The Electoral College has voted, and Joe Biden is now officially, if not before, the President-Elect, but some Republicans still believe the election is not over.

White House Senior Advisor Stephen Miller said on Fox & Friends this morning, “The only date in the Constitution is January 20. So we have more than enough time to right the wrong of this fraudulent election result and certify Donald Trump as the winner of the election.”

“As we speak, today, an alternate slate of electors in the contested states is going to vote and we’re going to send those results up to Congress. This will ensure that all of our legal remedies remain open. That means that if we win these cases in the courts, that we can direct that the alternate state of electors be certified,” he added.

Except this is a pipe dream. No court will overturn the Electoral College vote that has now been certified. 

The 1887 Electoral Count Act (which is poorly written) theoretically allows for dueling slates of electors from contested states. An explainer by Tom Hals in Reuters states, “States with close contests between Republican President Donald Trump and his Democratic rival Joe Biden could produce competing slates of electors, one certified by the governor and the other by the legislature.”

“The risk of this happening is heightened in the battleground states of Michigan, North Carolina, Pennsylvania and Wisconsin, which have Democratic governors and Republican-controlled legislatures,” he added.

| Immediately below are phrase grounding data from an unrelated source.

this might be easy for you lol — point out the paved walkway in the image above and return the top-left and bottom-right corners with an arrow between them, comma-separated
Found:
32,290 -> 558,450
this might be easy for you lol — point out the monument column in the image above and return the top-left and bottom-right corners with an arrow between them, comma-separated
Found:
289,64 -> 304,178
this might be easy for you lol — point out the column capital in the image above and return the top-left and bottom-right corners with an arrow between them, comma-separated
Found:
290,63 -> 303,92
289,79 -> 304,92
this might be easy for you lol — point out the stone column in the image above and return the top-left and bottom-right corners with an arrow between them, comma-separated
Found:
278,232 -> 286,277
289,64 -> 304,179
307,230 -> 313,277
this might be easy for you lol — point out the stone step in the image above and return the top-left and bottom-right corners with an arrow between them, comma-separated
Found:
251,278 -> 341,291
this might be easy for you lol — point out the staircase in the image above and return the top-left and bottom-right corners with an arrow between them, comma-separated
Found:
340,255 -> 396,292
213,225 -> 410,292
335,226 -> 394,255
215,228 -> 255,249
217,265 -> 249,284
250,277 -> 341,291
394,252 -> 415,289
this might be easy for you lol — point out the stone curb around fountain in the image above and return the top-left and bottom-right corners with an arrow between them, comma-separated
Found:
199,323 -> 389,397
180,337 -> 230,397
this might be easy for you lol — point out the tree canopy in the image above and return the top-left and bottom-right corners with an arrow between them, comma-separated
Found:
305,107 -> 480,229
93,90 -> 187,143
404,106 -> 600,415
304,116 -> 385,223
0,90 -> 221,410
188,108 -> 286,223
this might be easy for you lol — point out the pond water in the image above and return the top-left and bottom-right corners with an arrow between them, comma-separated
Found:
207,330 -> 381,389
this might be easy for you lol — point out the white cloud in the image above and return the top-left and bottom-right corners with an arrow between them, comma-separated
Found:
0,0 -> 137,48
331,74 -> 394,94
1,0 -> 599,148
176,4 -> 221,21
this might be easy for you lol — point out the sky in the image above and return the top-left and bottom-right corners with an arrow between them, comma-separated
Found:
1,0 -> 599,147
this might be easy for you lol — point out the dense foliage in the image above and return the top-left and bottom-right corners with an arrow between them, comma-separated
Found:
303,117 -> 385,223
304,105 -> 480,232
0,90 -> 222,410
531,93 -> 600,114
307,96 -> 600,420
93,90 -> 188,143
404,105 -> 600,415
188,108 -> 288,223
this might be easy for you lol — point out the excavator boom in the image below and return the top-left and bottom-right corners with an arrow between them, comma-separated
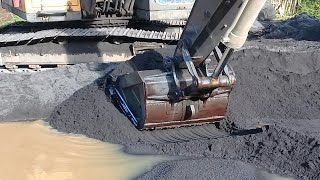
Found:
109,0 -> 266,130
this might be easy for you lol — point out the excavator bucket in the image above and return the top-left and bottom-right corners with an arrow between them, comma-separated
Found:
108,67 -> 235,130
108,0 -> 266,130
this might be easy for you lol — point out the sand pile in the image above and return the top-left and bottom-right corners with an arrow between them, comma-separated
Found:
48,39 -> 320,179
255,14 -> 320,41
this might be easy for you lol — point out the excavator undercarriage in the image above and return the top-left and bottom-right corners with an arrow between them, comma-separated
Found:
0,0 -> 192,70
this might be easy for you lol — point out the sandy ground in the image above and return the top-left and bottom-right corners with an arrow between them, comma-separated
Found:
46,39 -> 320,180
0,15 -> 319,180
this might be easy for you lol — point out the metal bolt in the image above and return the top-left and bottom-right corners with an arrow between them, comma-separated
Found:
204,11 -> 211,18
193,79 -> 198,87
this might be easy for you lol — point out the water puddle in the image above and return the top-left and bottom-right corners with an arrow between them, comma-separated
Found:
0,120 -> 163,180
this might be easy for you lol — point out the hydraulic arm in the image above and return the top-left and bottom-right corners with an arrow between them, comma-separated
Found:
109,0 -> 266,130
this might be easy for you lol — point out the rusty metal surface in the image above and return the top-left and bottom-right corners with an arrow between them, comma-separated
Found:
115,67 -> 235,130
144,93 -> 229,128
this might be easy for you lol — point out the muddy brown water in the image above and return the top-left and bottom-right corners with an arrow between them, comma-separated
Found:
0,120 -> 164,180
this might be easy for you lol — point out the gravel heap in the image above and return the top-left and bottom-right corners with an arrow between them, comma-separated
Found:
262,14 -> 320,41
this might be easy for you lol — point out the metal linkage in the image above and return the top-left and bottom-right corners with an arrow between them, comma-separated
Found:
97,0 -> 130,17
212,47 -> 234,78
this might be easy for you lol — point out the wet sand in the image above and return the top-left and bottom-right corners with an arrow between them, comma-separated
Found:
47,40 -> 320,180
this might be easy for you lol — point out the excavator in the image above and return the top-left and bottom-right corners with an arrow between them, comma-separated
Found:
1,0 -> 267,131
0,0 -> 266,70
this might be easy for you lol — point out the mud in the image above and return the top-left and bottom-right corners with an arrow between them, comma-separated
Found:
47,39 -> 320,180
0,120 -> 163,180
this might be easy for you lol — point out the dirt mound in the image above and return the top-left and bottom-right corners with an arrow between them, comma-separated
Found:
47,40 -> 320,179
226,40 -> 320,129
137,158 -> 262,180
263,14 -> 320,41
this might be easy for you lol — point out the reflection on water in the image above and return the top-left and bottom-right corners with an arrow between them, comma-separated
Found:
0,120 -> 163,180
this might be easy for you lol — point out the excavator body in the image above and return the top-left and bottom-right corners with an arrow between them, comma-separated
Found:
1,0 -> 194,22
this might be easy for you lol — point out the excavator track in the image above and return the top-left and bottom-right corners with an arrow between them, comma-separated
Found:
0,18 -> 186,46
0,27 -> 180,71
0,27 -> 181,47
0,19 -> 185,71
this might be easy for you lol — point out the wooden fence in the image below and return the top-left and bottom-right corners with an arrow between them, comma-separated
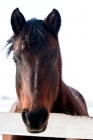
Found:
0,112 -> 93,139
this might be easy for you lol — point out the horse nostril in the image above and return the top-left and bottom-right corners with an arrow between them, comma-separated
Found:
22,109 -> 28,124
40,108 -> 48,124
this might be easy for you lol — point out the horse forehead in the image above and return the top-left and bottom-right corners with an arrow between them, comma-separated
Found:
13,32 -> 58,55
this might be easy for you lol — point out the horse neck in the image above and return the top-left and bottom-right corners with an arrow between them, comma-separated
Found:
51,80 -> 89,116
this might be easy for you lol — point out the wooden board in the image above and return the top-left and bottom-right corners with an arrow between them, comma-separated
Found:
0,112 -> 93,139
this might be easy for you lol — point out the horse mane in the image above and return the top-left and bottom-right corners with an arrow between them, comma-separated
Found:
6,18 -> 47,56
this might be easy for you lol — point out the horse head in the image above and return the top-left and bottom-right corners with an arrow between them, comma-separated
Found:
9,8 -> 62,133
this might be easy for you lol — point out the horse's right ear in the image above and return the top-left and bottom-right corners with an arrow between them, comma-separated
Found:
11,8 -> 26,36
43,9 -> 61,38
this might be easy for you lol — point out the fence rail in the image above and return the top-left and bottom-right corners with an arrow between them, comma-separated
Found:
0,112 -> 93,139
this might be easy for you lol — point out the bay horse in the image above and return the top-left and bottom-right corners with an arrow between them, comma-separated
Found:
3,8 -> 89,140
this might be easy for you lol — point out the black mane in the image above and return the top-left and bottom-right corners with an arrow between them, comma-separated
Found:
6,18 -> 46,56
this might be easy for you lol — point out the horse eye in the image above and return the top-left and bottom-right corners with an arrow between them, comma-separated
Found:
52,57 -> 58,63
13,58 -> 18,65
49,50 -> 58,63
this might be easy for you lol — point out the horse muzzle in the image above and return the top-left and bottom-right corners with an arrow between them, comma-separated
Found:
21,108 -> 48,133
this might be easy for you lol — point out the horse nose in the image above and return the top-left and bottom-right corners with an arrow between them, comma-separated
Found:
22,108 -> 48,130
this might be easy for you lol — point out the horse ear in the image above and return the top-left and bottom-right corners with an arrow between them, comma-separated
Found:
43,9 -> 61,38
11,8 -> 26,35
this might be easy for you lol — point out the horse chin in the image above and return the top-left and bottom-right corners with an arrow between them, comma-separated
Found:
26,124 -> 47,133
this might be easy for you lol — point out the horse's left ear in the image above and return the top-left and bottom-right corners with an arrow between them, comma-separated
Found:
11,8 -> 26,36
43,9 -> 61,38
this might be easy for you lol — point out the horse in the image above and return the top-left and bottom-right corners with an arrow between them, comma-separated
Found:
2,8 -> 89,140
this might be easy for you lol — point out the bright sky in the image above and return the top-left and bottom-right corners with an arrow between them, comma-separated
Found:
0,0 -> 93,101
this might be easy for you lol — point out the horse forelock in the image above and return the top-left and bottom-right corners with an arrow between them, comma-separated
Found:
20,19 -> 47,49
6,18 -> 47,56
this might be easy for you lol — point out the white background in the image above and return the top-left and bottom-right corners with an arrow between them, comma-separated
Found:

When Congress meets on January 6, 2021, if there were dueling slates of electors, theoretically, the House could approve one slate of electors and the Senate for the other.

While the Trump campaign organized alternate electors to vote, no state legislature has certified alternate electors. 

Not that it would be constitutional for a state legislature to violate their state law and state constitution to certify an alternate slate of electors contrary to the state’s popular vote anyway, and it would certainly violate federal law.

U.S. Rep. Mo Brooks, R-Mo., tweeted, “In presidential election contests, Congress has a superior role under the 12th Amendment to the Constitution than the Supreme Court, any federal court, or any state court. Congress is empowered to certify electoral college vote submissions, or not.”

Is he right? 

The section of the 12th Amendment he is referring to reads, “The President of the Senate shall, in the presence of the Senate and House of Representatives, open all the certificates and the votes shall then be counted; — The person having the greatest number of votes for President, shall be the President, if such a number be a majority of the whole number of Electors appointed; and if no such person have such majority, then from the persons having the highest numbers not exceeding three on the list of those voted for as President, the House of Representatives shall choose immediately, by ballot, the President. But in choosing the President, the votes shall be taken by states, the representation from each state having one vote…”

According to the 12th Amendment, the House could supplant the candidate for President who has a plurality if a majority is not reached. 

That is not the case.

Now, back to the 1887 Electoral College Act

It reads, “Upon such reading of any such certificate or paper, the President of the Senate shall call for objections, if any. Every objection shall be made in writing, and shall state clearly and concisely, and without argument, the ground thereof, and shall be signed by at least one Senator and one Member of the House of Representatives before the same shall be received. When all objections so made to any vote or paper from a State shall have been received and read, the Senate shall thereupon withdraw, and such objections shall be submitted to the Senate for its decision; and the Speaker of the House of Representatives shall, in like manner, submit such objections to the House of Representatives for its decision; and no electoral vote or votes from any State which shall have been regularly given by electors whose appointment has been lawfully certified to according to section 6 of this title from which but one return has been received shall be rejected, but the two Houses concurrently may reject the vote or votes when they agree that such vote or votes have not been so regularly given by electors whose appointment has been so certified.”

Here’s the confusing part, the law says that “no electoral vote or votes from any State which shall been regularly given by electors whose appointment has been lawfully certified to according to section 6 of this title from which but one return has been received shall be rejected.” 

Then it says Congress can reject the vote or votes if they concurrently vote that those electoral votes were not “regularly given” and “lawfully certified.”

They shall not, but they may??? It’s convoluted. 

I’m not sure their legal rationale for that 3 U.S.C. § 6 (1948) spells out the criteria “regularly given” and “lawfully certified” electoral votes clearly. Also, per 3 U.S.C. § 5 (1948), the final determination for controversies over electors shall be determined at least six days before the Electoral College votes. This is called Safe Harbor day, and it was on December 8, 2020.

So, technically, the House and Senate could vote to reject electoral college votes, I guess, but there’s no chance that it would pass. It’s questionable that rejecting a vote that meets criteria standards under 3 U.S. Code § 6 would be legal. It’s most definitely unconstitutional because nowhere in the Constitution’s text does it give Congress this kind of authority. 

All the 12th Amendment allows is for the votes to be counted in the presence of Congress. It makes no mention of the vote requiring Congressional approval. 

So, while some on Team Trump want to state the fight to win the presidency is not over, in reality it is.